Karen Bastien, data-journaliste, intervient aux assises sur la thématique des informations chiffrées. (Crédit photo : Jérémy Satis)

Karen Bastien, data-journaliste, intervient aux assises sur la thématique des informations chiffrées. (Crédit photo : Jérémy Satis)

• Comment définiriez-vous le data journalisme ?

C’est un journaliste dont la matière première de travail est la base de données. C’est à dire les chiffres mais aussi le mot, le champ sémantique. Le fonctionnement est simple : lorsqu’on a de l’info structurée en tableau, on essaie de voir si la structuration révèle des corrélations et s’il y a des histoires qui naissent des différentes structurations de données.

• Quelle plus-value le data-journalisme apporte-t-il dans l’écosystème actuel de la presse ?

En général, avant de traiter un sujet, je me mets à la place du lecteur. J’observe souvent ma famille et leurs habitudes de lectures. Ils ne sont pas des grands consommateurs de lectures, et lorsqu’ils s’informent sur les sites des journaux traditionnels, ils ont tendance à aller plus facilement vers l’image. Pour continuer à raconter des choses, il faut passer par des éléments visuels (cartes, graphes,etc.) et répondre à la demande du lectorat.

• Pourquoi avoir choisi ce type de journalisme ?

Je ne sais pas si je l’ai réellement choisi. Je suis sortie du Centre de Formation des Journalistes en 2000. À ce moment, c’était la bulle internet, j’ai connu une époque faste avec le lancement de nombreuses start-up. À l’époque, il y avait une importante quantité d’investissement, notamment des sections médias qui se sont créées sur de nombreux sites. Je pense que c’est surtout le contexte qui est venu s’ajouter à mon appétence naturelle pour les chiffres. Je n’ai jamais été une grande littéraire, j’ai toujours préféré l’aspect brut de l’information. Et traiter les chiffres permet justement de revenir à la forme originelle de l’info.

• Il n’y a pas de formation théorisée en data-journalisme, comment l’expliquez vous?

Le data-journalisme est une étape clé aujourd’hui dans l’histoire de notre métier qui est en pleine mutation. Seulement, les structures de formation ne s’adaptent pas aussi vite. Il y a un temps d’adaptation, de compréhension et de théorisation des nouvelles branches du journalisme. Ma génération s’est auto-formée dans ce secteur. On se nourrit les uns les autres de nos expériences lors des nombreux points de rencontres organisés.
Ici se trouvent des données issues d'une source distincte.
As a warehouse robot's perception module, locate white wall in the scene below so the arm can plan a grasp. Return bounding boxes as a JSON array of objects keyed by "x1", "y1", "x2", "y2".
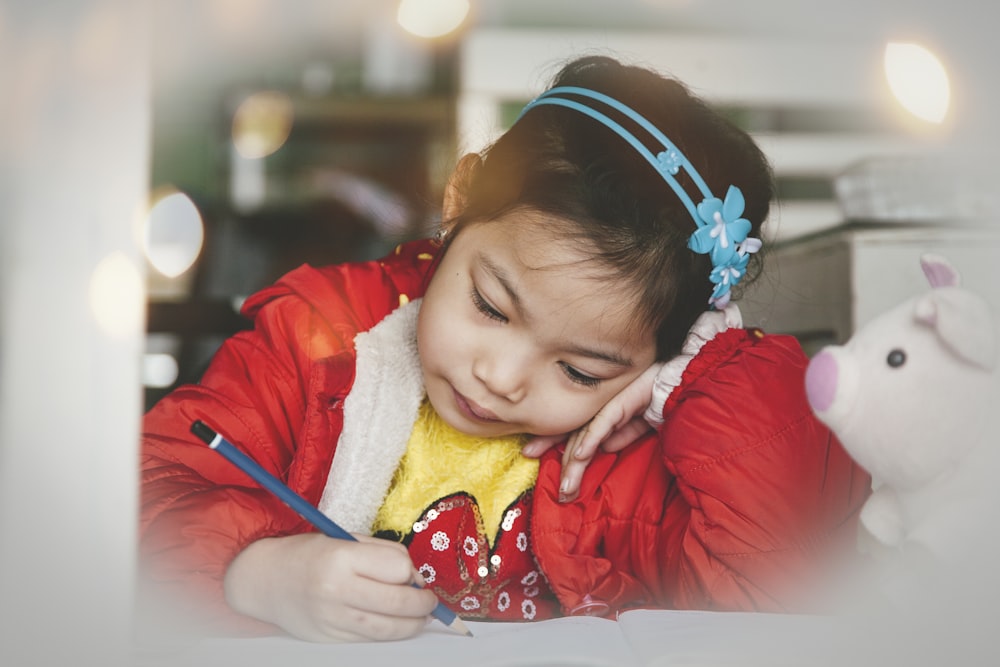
[{"x1": 0, "y1": 0, "x2": 150, "y2": 666}]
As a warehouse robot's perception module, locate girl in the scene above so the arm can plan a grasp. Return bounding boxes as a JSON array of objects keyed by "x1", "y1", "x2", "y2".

Le but est de pouvoir théoriser noir sur blanc le data-journalisme.

• Le développement de cette branche journalistique peut-il être un remède à la crise de l’embauche qui frappe le métier ?

Il n’est pas question de faire de tous les journalistes des data-journalistes. Mais il est évident qu’un(e) jeune journaliste qui manie de la data aura une compétence supplémentaire. C’est la même chose que pour l’image : si tu n’es pas effrayée par la vidéo, c’est un vrai plus. C’est une nouvelle branche de compétence. À titre personnel d’ailleurs, je cherche des journalistes-designers qui ont de réelles compétences artistiques sur le logiciel Illustrator. Comme quoi, le data-journalisme peut être un remède aux difficultés d’embauche…

• Selon vous, data-journalistes et statisticiens gagneraient à travailler en plus étroite collaboration. N’est-ce pourtant pas déjà le cas ?

Nous avons des échanges permanents avec les statisticiens et les institutions qui hébergent les données. On essaie de trouver des compromis avec eux, pour ne pas déroger à la règle que nous avons en commun, c’est-à-dire la véracité du chiffre et de son utilisation. En parallèle, il serait judicieux d’organiser des points de rencontres plus fréquents entre les deux professions. D’ailleurs, pourquoi ne serions-nous pas formés par des statisticiens ? Il faudrait trouver des endroits pour organiser des clubs de réflexions entre data-journalistes et statisticiens, j’en suis convaincue.